Cite-se, nesse sentido, a lição de Gérard, Jean e Alain (2004, 1010, p. 1010) “Si l´employeur ne peut pas sanctionner deux fois une même faute, il peut parfaitement, lorsque des faute de même nature se répètent, tenir compte des fautes antérieures pour sanctionner plus sévèrement la dernière faute comisse”.

Esclarece o referido autor, que a legislação francesa limita essa possibilidade às faltas cometidas nos últimos três anos. Assim, mesmo que haja reincidência do empregado no ato faltoso, as faltas cometidas há mais de três anos não poderão ser consideradas, como agravantes, na dosimetria da nova penalidade a lhe ser aplicada.

Apesar da vedação do bis in idem ser requisito tanto para a dispensa por justa causa, como da dispensa indireta, conforme Catharino (1982, p. 323) trata-se de um atributo mais apropriado daquele primeiro, pois:

O direito disciplinar é conferido ao empregador, em virtude da relação de emprego, „elemento da empresa‟, não o tendo o trabalhador subordinado. Mas o aspecto disciplinar (unilateral) não é o único a ser considerado, porquanto o empregador não pode ser responsabilizado por mais de uma vez pelo mesmo inadimplemento. Daí termos escrito „responsabilizado‟ e não „punido‟.

Não haverá, todavia, “bis in idem” caso o empregado, além de ser despedido por justa causa, sofrer alguma outra sanção de outra natureza, acumulando-as, mormente porque, conforme o art. 935, do Código Civil, a responsabilidade civil é independente da criminal.

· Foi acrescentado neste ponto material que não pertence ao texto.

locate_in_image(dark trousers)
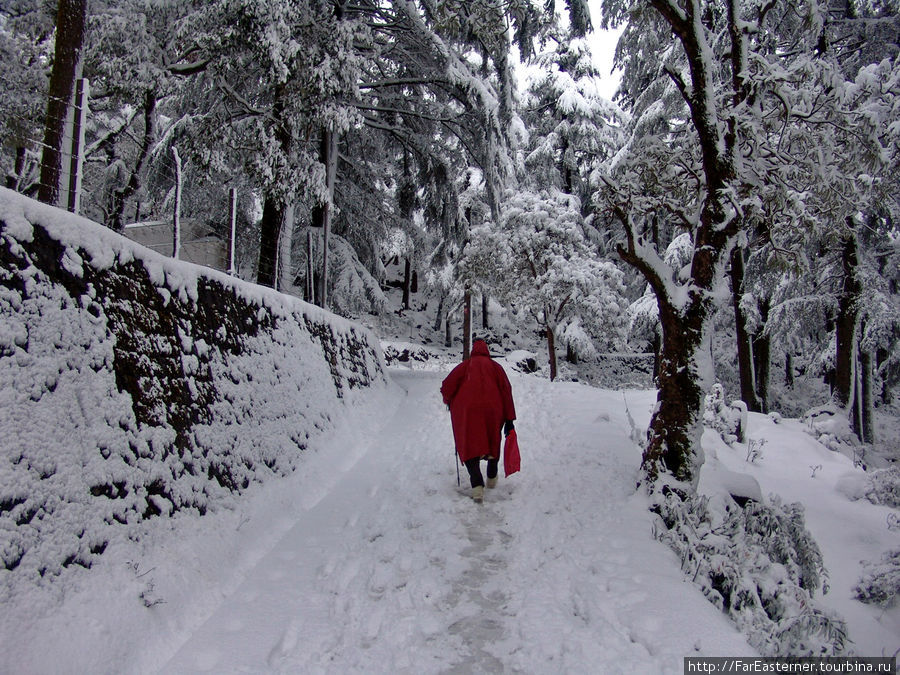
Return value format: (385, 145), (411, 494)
(466, 457), (500, 487)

Um empregado que exerça a função de motorista, caso dirija embriagado, poderá ser despedido por justa causa (art. 482, alínea “f”, da CLT), ter o veículo

retido até a apresentação de condutor habilitado e recolhimento do seu documento de habilitação (art. 165, do Código de Trânsito Brasileiro), além de responder pelo tipo penal previsto no art. 306, do Código de Trânsito Brasileiro32.

Cumpre ressalvar que, o desconto dos dias de salário, quando o empregado é suspenso, não constitui dupla punição, pois inexiste – salvo exceção expressamente prevista em lei33 - no direito brasileiro a possibilidade de sanção pecuniária, ante o princípio da intangibilidade salarial34.

32“Art. 306. Conduzir veículo automotor, na via pública, estando com concentração de álcool por litro de sangue igual ou superior a 6 (seis) decigramas, ou sob a influência de qualquer outra substância psicoativa que determine dependência:

Penas - detenção, de seis meses a três anos, multa e suspensão ou proibição de se obter a permissão ou a habilitação para dirigir veículo automotor.

Parágrafo único. O Poder Executivo federal estipulará a equivalência entre distintos testes de alcoolemia, para efeito de caracterização do crime tipificado neste artigo.

33 O art. 15, § 1º, da Lei 6.354/76, autorizava que o atleta profissional sofresse penalidade pecuniária. A referida lei foi revogada pela “Lei Pelé” (Lei nº 9.615/98). Evaristo de Moraes Filho entende que a legislação trabalhista, com base no art. 462, da CLT, implicitamente proibiu que o desconto salarial tivesse natureza de multa (MORAES FILHO, 1996, p. 130).